Once I started the diet I soon found out that I had more options that I had anticipated. Vegan foods high in protein are many but selecting the proper ones which can also be versatile can go a long way in giving you sustain protein levels.

I have been a vegan since 2010 and I have been through a lot of food varieties in the vegan diet and it is only now that I have decided to share the best foods to help those in the vegan diet. You can check my story here.

Let’s start finding out the best vegan foods that you need to focus on.

Why we need more protein as vegans
vegan foods high in protein

Essentially every vegan needs vegan foods high in protein because protein is essential for many body functions such as your brain, eyes, muscles development and also to aid in lowering blood sugar levels in your body.

The other common thing is that many people also use the vegan diet to lose weight.

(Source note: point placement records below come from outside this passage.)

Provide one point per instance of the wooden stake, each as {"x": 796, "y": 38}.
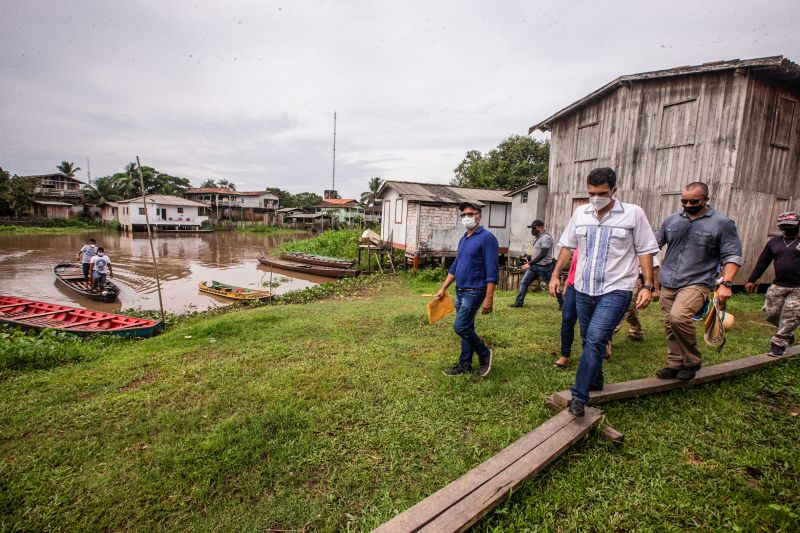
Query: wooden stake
{"x": 150, "y": 238}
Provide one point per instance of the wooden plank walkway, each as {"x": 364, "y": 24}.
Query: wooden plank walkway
{"x": 641, "y": 387}
{"x": 467, "y": 499}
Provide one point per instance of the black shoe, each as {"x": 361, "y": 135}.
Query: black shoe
{"x": 668, "y": 373}
{"x": 776, "y": 350}
{"x": 457, "y": 369}
{"x": 486, "y": 366}
{"x": 688, "y": 372}
{"x": 576, "y": 408}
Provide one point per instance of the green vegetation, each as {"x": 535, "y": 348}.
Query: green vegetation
{"x": 336, "y": 416}
{"x": 271, "y": 230}
{"x": 515, "y": 162}
{"x": 341, "y": 243}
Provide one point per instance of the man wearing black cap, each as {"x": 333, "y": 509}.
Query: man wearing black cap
{"x": 539, "y": 264}
{"x": 782, "y": 306}
{"x": 475, "y": 272}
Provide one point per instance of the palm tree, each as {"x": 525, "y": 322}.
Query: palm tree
{"x": 368, "y": 197}
{"x": 68, "y": 168}
{"x": 226, "y": 184}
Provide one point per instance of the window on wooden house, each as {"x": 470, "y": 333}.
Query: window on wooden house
{"x": 779, "y": 205}
{"x": 497, "y": 215}
{"x": 782, "y": 123}
{"x": 678, "y": 124}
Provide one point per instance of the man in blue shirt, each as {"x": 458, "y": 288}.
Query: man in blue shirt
{"x": 475, "y": 272}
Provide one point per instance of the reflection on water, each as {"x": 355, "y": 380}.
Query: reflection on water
{"x": 26, "y": 267}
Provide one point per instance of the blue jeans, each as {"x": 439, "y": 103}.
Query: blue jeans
{"x": 536, "y": 271}
{"x": 569, "y": 317}
{"x": 467, "y": 303}
{"x": 598, "y": 316}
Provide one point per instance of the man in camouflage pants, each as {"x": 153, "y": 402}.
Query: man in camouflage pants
{"x": 782, "y": 306}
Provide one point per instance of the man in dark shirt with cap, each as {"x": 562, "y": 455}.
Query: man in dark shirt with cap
{"x": 782, "y": 306}
{"x": 538, "y": 264}
{"x": 475, "y": 272}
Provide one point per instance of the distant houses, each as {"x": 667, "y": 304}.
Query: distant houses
{"x": 170, "y": 213}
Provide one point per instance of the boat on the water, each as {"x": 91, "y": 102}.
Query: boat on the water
{"x": 71, "y": 276}
{"x": 319, "y": 260}
{"x": 35, "y": 314}
{"x": 316, "y": 270}
{"x": 233, "y": 292}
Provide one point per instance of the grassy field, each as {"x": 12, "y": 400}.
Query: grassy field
{"x": 335, "y": 416}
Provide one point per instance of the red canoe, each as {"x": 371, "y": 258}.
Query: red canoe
{"x": 35, "y": 314}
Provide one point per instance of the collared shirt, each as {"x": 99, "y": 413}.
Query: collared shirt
{"x": 695, "y": 248}
{"x": 476, "y": 261}
{"x": 608, "y": 249}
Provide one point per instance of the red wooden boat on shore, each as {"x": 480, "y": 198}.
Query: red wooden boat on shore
{"x": 34, "y": 314}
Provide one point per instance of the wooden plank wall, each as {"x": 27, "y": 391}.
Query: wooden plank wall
{"x": 659, "y": 135}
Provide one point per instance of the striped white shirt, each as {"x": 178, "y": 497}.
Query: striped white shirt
{"x": 608, "y": 249}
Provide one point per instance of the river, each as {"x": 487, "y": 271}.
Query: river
{"x": 26, "y": 267}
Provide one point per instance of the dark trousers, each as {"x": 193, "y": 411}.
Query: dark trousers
{"x": 467, "y": 303}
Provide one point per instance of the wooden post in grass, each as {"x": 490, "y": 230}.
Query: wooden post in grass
{"x": 150, "y": 238}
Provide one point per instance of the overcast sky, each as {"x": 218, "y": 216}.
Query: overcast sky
{"x": 247, "y": 90}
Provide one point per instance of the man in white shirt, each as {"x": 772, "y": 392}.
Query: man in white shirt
{"x": 85, "y": 255}
{"x": 614, "y": 240}
{"x": 100, "y": 267}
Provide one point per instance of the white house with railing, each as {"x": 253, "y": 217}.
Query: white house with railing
{"x": 170, "y": 213}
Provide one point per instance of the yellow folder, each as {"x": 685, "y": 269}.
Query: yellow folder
{"x": 438, "y": 309}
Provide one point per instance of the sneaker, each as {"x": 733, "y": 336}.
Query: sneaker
{"x": 486, "y": 366}
{"x": 687, "y": 372}
{"x": 576, "y": 408}
{"x": 668, "y": 373}
{"x": 457, "y": 369}
{"x": 776, "y": 350}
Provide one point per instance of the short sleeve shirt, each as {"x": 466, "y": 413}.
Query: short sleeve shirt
{"x": 101, "y": 264}
{"x": 608, "y": 249}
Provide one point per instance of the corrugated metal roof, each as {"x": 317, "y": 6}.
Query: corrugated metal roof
{"x": 782, "y": 68}
{"x": 444, "y": 194}
{"x": 164, "y": 199}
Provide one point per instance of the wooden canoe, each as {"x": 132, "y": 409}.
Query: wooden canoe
{"x": 315, "y": 270}
{"x": 35, "y": 314}
{"x": 311, "y": 259}
{"x": 231, "y": 291}
{"x": 71, "y": 276}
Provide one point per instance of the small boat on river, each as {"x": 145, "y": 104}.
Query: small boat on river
{"x": 35, "y": 314}
{"x": 316, "y": 270}
{"x": 233, "y": 292}
{"x": 319, "y": 260}
{"x": 71, "y": 276}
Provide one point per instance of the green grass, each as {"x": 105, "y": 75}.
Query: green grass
{"x": 335, "y": 416}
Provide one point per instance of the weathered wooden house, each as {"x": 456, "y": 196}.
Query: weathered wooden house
{"x": 734, "y": 125}
{"x": 422, "y": 218}
{"x": 528, "y": 203}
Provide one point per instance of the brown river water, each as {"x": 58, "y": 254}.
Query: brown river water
{"x": 26, "y": 267}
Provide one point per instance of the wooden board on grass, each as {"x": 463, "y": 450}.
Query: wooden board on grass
{"x": 652, "y": 385}
{"x": 464, "y": 501}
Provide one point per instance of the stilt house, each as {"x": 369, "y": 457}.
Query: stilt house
{"x": 734, "y": 125}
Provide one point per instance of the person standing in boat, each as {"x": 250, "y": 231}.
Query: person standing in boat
{"x": 85, "y": 255}
{"x": 100, "y": 267}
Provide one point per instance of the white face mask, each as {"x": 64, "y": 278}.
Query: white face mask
{"x": 599, "y": 202}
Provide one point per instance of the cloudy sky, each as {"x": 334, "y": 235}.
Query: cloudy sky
{"x": 246, "y": 90}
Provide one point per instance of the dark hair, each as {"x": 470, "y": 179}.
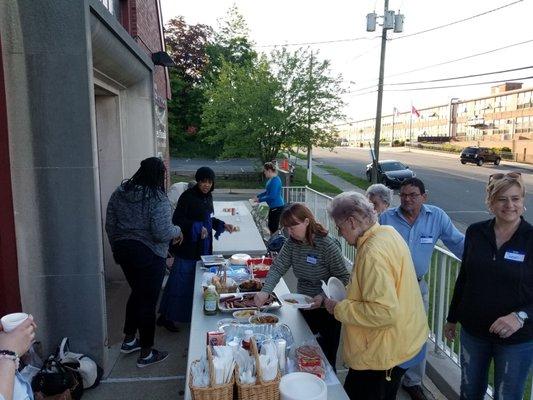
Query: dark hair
{"x": 295, "y": 213}
{"x": 150, "y": 177}
{"x": 269, "y": 166}
{"x": 414, "y": 182}
{"x": 205, "y": 174}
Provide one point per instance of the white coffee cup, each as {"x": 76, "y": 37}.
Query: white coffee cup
{"x": 11, "y": 321}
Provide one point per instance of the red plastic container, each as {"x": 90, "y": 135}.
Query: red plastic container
{"x": 254, "y": 262}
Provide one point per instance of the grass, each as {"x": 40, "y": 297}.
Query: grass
{"x": 354, "y": 180}
{"x": 221, "y": 183}
{"x": 319, "y": 184}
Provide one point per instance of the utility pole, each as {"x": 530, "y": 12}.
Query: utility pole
{"x": 309, "y": 147}
{"x": 390, "y": 21}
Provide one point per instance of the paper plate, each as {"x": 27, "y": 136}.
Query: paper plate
{"x": 336, "y": 289}
{"x": 297, "y": 300}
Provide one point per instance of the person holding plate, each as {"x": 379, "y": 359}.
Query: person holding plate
{"x": 314, "y": 256}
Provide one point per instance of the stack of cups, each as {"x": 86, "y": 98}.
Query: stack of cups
{"x": 11, "y": 321}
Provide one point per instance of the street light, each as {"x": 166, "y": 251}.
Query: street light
{"x": 390, "y": 21}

If you have started a vegan diet you may already know that protein is one of the nutrients which vegans tend to say they do not get enough of.

I have had so many people complain to me that they feel as if they have had a lot of energy crushes upon starting a vegan diet.

Yeah it is true that protein can have an effect of making you feel less energetic but sometimes it is not only protein that is causing the problem. It could also be that you need a bit of oils or fats in your body (This was the reason why I initially had a bad experience upon starting the vegan diet-I neglected fats and oils).

When I say oil or fats I am talking about the healthy kinds that will not increase your bad cholesterol levels.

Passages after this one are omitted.